Retired people provide various explanations for this common phenomenon; one is from Andrei Codrescu, whom I quoted last fall: "Hundreds of jobs that you never did when you had a more or less regular job are waiting patiently for you to retire. And the minute you do, they pounce on you." He also said a job is like a bucketful of excuses, and when you retire you no longer have that bucket.

While what he said is true, I've come up with another explanation.

When I was working, I gave a dreadful number of things a lick and a promise. Correspondence, filing, keeping up friendships, household jobs, and so many other things. I crossed them off my To-Do list as "Done," but they weren't.

Now, my list says I'm doing the same tasks as before, but I'm taking a lot longer to do them. That's not a bad thing.
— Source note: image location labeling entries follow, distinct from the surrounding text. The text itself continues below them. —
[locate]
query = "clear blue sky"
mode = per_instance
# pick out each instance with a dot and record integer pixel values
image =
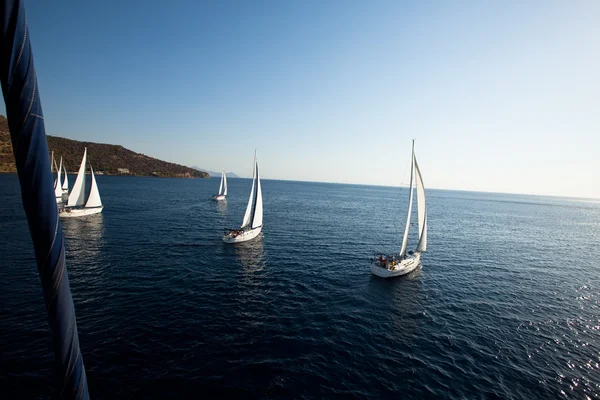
(501, 96)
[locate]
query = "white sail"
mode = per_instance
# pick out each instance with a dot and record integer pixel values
(421, 209)
(221, 185)
(55, 167)
(57, 187)
(94, 199)
(257, 218)
(410, 190)
(66, 182)
(248, 213)
(77, 196)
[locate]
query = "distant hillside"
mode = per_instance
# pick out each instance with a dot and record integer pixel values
(107, 158)
(212, 173)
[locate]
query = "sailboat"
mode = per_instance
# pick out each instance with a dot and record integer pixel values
(405, 262)
(75, 206)
(57, 183)
(252, 223)
(222, 188)
(66, 181)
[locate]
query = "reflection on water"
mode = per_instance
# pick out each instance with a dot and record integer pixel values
(84, 238)
(222, 207)
(404, 296)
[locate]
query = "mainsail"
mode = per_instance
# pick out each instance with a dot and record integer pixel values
(257, 217)
(77, 196)
(410, 191)
(57, 187)
(94, 199)
(221, 185)
(66, 182)
(421, 210)
(248, 212)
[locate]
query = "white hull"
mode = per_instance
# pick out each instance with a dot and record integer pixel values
(242, 237)
(69, 212)
(409, 264)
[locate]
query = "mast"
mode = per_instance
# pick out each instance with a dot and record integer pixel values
(66, 182)
(421, 209)
(257, 215)
(246, 220)
(77, 196)
(221, 185)
(410, 194)
(94, 197)
(57, 184)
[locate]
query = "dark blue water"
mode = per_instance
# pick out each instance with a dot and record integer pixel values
(506, 304)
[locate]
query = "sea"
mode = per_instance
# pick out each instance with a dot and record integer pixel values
(506, 303)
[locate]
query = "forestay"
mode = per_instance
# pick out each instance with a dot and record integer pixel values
(257, 219)
(248, 213)
(94, 199)
(77, 196)
(421, 209)
(410, 195)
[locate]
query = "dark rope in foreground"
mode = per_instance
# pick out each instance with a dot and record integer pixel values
(26, 123)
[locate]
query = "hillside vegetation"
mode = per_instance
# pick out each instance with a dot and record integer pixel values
(106, 158)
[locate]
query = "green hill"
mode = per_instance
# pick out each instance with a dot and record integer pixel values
(109, 159)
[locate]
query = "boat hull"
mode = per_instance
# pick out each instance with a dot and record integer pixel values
(242, 237)
(409, 264)
(69, 212)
In my closet, I'm not just sticking things on shelves; I'm rethinking our storage system so that there's a logic behind where things are put. Instead of crossing lost friends off my Christmas card list, I tracked down some of them and wrote them letters. I finally got rid of the dinnerware my husband hated and bought an attractive, functional set.

It is true that some tasks are still getting a lick and a promise (filing!). Some tasks (not filing!) deserve only a lick and a promise. But many tasks are worthy of much more than I have given them for the past twenty years. So I'm trying to do that, and the result is that I look busy even though I haven't added a single task to my list. But that's not bad! When I eventually choose new activities, when I consider adding things to my schedule, I want to factor in this good aspect of retirement.